Dial M for Murder: The Contract


It turns out there are at least a couple of films and TV series called Dial M for Murder, but this post is about this show. It was a 1974 series of mysteries whose common feature was that they involved a phone. As far as I can see the show has never been issued for home viewing and seems largely to have vanished completely except for this one episode which the Ian Hendry website have kindly uploaded to YouTube. You can watch it here. The show has a number of reviews on imbd, including from under 25s and I can't think how people have seen it unless they are reviewing this episode or reviewing one of the other Dial M by mistake.

And it is at this point I can't guarantee that the rest of this review won't turn hysterical because Ian Hendry and Robert Lang play a gay couple who murder people on contract. - Pause for laughter- I'm not going to lie, my very first impression is that this show must have been wildly racy for 1974. It wasn't long since the Sexual Offences Act of 1967 had legalised sexual acts between men over the age of 21 in private. So a mere seven years before the couple depicted would have been breaking the law. I am sure this legalisation was not welcomed by a large part of the population, and I can't think of many shows of the age that don't crack jokes about the gays. So a show which showed that gays could be normal murderers must have made a few heads explode.
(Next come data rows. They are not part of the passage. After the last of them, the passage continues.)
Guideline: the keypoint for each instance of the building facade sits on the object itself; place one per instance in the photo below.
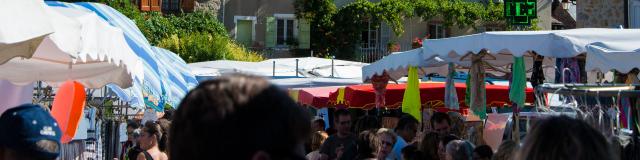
(265, 25)
(375, 42)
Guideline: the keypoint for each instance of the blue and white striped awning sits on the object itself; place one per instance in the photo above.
(165, 77)
(179, 78)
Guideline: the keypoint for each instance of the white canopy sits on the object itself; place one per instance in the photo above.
(104, 55)
(621, 56)
(312, 72)
(24, 25)
(503, 46)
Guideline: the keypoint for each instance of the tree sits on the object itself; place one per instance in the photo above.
(337, 31)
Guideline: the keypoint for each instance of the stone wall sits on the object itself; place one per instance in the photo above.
(600, 13)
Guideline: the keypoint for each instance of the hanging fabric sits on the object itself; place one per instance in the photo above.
(537, 75)
(467, 92)
(411, 100)
(518, 83)
(478, 101)
(450, 95)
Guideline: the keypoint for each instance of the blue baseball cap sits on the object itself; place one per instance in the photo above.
(26, 127)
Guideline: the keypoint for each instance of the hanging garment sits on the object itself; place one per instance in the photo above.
(478, 101)
(450, 95)
(537, 75)
(467, 92)
(518, 83)
(411, 100)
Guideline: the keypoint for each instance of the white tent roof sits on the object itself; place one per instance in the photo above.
(24, 25)
(312, 72)
(83, 48)
(503, 46)
(621, 56)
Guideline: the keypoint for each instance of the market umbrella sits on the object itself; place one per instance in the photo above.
(25, 24)
(431, 95)
(65, 55)
(67, 108)
(150, 92)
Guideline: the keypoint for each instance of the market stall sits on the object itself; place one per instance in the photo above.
(431, 94)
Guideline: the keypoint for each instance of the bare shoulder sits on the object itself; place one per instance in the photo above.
(141, 156)
(164, 156)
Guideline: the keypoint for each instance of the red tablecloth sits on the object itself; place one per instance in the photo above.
(316, 97)
(431, 94)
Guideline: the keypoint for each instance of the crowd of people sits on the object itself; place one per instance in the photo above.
(246, 117)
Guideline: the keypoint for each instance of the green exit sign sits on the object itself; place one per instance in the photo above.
(520, 12)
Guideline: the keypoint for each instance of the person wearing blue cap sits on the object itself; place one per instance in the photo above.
(28, 132)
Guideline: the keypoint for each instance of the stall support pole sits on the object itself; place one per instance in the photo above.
(516, 120)
(332, 58)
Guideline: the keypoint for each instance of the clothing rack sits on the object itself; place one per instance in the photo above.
(596, 90)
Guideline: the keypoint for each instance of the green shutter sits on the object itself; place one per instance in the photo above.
(304, 34)
(270, 37)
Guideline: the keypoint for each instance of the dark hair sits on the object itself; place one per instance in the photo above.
(133, 124)
(341, 112)
(484, 151)
(448, 138)
(439, 117)
(233, 117)
(168, 114)
(321, 122)
(367, 122)
(404, 122)
(154, 129)
(366, 144)
(165, 125)
(458, 150)
(566, 138)
(429, 145)
(411, 152)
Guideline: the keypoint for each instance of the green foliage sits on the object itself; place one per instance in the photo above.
(393, 13)
(337, 31)
(197, 47)
(195, 37)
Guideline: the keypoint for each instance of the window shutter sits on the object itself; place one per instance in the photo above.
(304, 31)
(156, 5)
(187, 5)
(270, 37)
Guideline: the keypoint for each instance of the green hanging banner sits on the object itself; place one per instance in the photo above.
(520, 12)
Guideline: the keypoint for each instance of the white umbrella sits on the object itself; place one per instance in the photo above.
(24, 24)
(104, 55)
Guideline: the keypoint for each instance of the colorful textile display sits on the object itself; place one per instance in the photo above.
(537, 75)
(518, 82)
(478, 101)
(411, 100)
(450, 95)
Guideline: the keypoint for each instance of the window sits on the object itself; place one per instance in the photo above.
(369, 37)
(489, 29)
(437, 31)
(171, 5)
(284, 29)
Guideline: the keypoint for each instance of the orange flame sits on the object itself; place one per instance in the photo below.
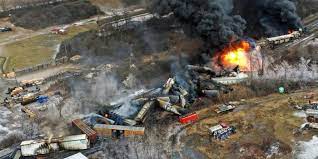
(236, 55)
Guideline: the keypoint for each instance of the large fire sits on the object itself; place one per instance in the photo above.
(237, 54)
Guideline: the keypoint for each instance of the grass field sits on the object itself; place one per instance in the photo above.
(259, 122)
(38, 49)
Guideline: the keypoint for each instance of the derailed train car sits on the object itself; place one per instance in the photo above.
(118, 130)
(274, 41)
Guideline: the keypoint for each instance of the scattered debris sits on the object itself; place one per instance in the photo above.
(224, 108)
(118, 130)
(5, 29)
(189, 118)
(41, 147)
(222, 131)
(77, 156)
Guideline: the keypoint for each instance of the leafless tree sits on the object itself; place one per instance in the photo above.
(4, 5)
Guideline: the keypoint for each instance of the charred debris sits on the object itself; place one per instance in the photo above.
(176, 96)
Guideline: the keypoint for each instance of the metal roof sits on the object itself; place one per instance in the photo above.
(77, 156)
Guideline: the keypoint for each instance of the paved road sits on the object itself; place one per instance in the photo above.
(47, 72)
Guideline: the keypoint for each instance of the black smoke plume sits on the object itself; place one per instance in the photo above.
(277, 17)
(268, 17)
(209, 19)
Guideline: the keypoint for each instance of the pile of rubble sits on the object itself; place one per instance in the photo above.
(175, 96)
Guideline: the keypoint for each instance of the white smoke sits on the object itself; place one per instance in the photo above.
(308, 150)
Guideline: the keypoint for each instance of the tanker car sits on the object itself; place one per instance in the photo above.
(274, 41)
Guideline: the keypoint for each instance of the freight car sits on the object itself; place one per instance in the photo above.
(118, 130)
(142, 113)
(274, 41)
(189, 118)
(91, 134)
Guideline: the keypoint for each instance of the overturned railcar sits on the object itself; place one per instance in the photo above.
(274, 41)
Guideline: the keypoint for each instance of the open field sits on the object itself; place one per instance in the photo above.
(259, 121)
(38, 49)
I think the show has actually bitten off more than it can chew - the situation would probably still provoke headlines if broadcast today and it feels like this is a show trying to do two things, and you're either going to focus on the relationship or the contract killing, but both together is a bit too much.

Lang and Hendry actually manage to do the relationship bit perfectly. Both show the sheer versatility of their acting - I hadn't heard of Lang but he was a Shakespearean great. You know when you're around a couple and they just let enough of their relationship out that you know they're sort of bickering but you know it could turn into passionate sex at any moment? That is exactly where Hendry and Lang pitch it. I mean, there are loads of people on the internet who think Steed and Mrs Peel were an item, on much less evidence. I feel that Hendry relishes the role much more - authentically overdoing the gay thing as it should be. At home he is all chest hair in an open cardigan (and how much hair can one man carry - how come he got it all and I got none?) and I love the fur coat and wig he wears out.

The real irony is that one of the straight characters is played by Roland Curram, who I would have thought was gay, actually did later come out as gay. Gosh this gets complex. I honestly wonder whether this episode wouldn't prevent future commercial releases of the show, because it can come across as very stereotypical and could feed into a narrative that gays have no morals and are criminals. The more I think about it the more I think this must have really upset people in the seventies!

The crime bit tends to be rather overshadowed by the magnificent spectacle of Lang and Hendry. I have watched it twice and feel the plot is perhaps rather complex. Without making this a spoiler there is a place where the ethics of what is happening are considered, or reconsidered and influence what happens in the rest of the show.

There is a major plot twist at the end which I didn't see coming at all. 

In fact the complexity of the plot and multiple layers of the show leave me with the clear impression that TV and our ability to understand have deteriorated in the past 30 years. It has taken me a couple of viewings to get a clear impression of this show and that would have been even more difficult on a single viewing.

Highly recommended. The only thing which stops it being stonking good television is the complexity of the plot and some rather seventies stereotyping.